Being in India again last year, the message was so clear to me, that things are ending there – the old ways, the old cultures are almost extinct. My once-wild jungle homeland is mostly covered over with concrete, even the snake groves, the Goddess groves. My people are numbed-out and lost. My heart grieves for us, even as they continue to feel nothing while the water turns blacker by the day and drought approaches massive proportions. So, here I am: holding a small heirloom seed, a spark, of that original wholesomeness, that magic – and my privilege and responsibility to my ancestors and to the future generations is to continue to nourish and cultivate that here – in this new old world – to craft new medicine and new ritual, to offer beauty and remembrance as I have been, in this strange dispossessed land of America, a place whose people have little roots and no ritual, their Soul substituted wholesale for stuff you can buy at the Dollar Store.
Often these days, I also wonder whether there’s any point to creating theatre/ sacred art/ ritual, without a village to honor it. Is it true that perhaps much of my work goes to ears and eyes who can’t hear or see it fully, can’t comprehend, can’t necessarily even feel because it may be too intimate, too real, and too threatening? Because the story I’m telling requires of them to sacrifice artificiality and the false safety of “first-world” numbness. And in the West, the world of theatre, just like the world of “art” in general, (aside from renegade theatres like Bread and Puppet and the like) is one that’s celebrated and reified the more its disconnected from Nature, place and community. The more packaged and glossy, the better its considered to be. The work I create doesn’t fit into the construct of the Western theatre – it doesn’t come from the same aesthetic and affect of disconnection or of the “whiteness” that sells, it can’t necessarily be contained within a building, and is not necessarily reliant on technology or the hyper-post-modern deconstruction of everything. And after all, I am not white. In the end it is that very brownness and “Indian-ness” which sets me apart form America, and which sets America apart from me. While all of this can feel lonely, its also a blessing.
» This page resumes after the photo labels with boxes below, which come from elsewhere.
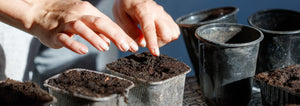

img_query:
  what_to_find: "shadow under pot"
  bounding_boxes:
[248,9,300,73]
[0,78,57,106]
[44,69,134,106]
[106,52,191,106]
[176,6,239,83]
[195,23,263,106]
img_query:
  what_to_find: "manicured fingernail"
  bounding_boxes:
[79,47,89,54]
[130,43,139,52]
[153,48,160,56]
[103,45,109,51]
[121,43,129,52]
[141,39,146,47]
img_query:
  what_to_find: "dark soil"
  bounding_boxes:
[0,79,53,106]
[255,65,300,94]
[106,52,190,81]
[48,69,132,97]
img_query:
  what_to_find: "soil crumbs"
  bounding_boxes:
[0,78,53,106]
[49,70,132,97]
[255,65,300,94]
[106,52,190,81]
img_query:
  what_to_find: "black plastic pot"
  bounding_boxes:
[248,9,300,73]
[195,23,263,106]
[176,7,239,82]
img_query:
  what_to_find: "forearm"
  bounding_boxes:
[0,0,34,32]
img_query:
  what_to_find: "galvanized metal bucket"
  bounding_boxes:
[195,23,263,106]
[107,68,191,106]
[248,9,300,73]
[44,69,134,106]
[176,7,239,82]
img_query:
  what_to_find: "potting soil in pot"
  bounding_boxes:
[48,70,132,97]
[255,65,300,106]
[107,52,190,81]
[256,65,300,94]
[0,78,53,106]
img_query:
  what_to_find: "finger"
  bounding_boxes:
[135,4,160,56]
[57,33,88,54]
[155,19,179,47]
[82,16,138,52]
[139,15,159,56]
[98,34,110,46]
[65,21,109,51]
[115,9,146,47]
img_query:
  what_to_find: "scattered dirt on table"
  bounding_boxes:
[0,78,53,106]
[106,52,190,81]
[255,65,300,94]
[48,70,132,97]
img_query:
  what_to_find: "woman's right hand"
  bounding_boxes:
[26,0,138,54]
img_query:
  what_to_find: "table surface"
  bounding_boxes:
[183,77,262,106]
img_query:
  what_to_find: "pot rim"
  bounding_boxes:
[248,9,300,35]
[175,6,239,27]
[195,23,264,48]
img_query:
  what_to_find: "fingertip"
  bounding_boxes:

It’s a blessing to known one’s roots, to be proud of them, and to come from a place and a people who revered a well told story – through the language of the body and voice. In the end, the theatre I make adores love, and stories and the simplicity of human being in relationship to place.
So for now I continue making the art I do, driven like a woman with her hair on fire, to save my own sanity in this lost world, and for my own healing, and also for the memory of my ancestors, as an ambassador of heirloom seeds that may soon no longer be so viable back home. My path has surprised me, and looking back the entire story makes so much sense- is so perfectly choreographed, to make me into who I am.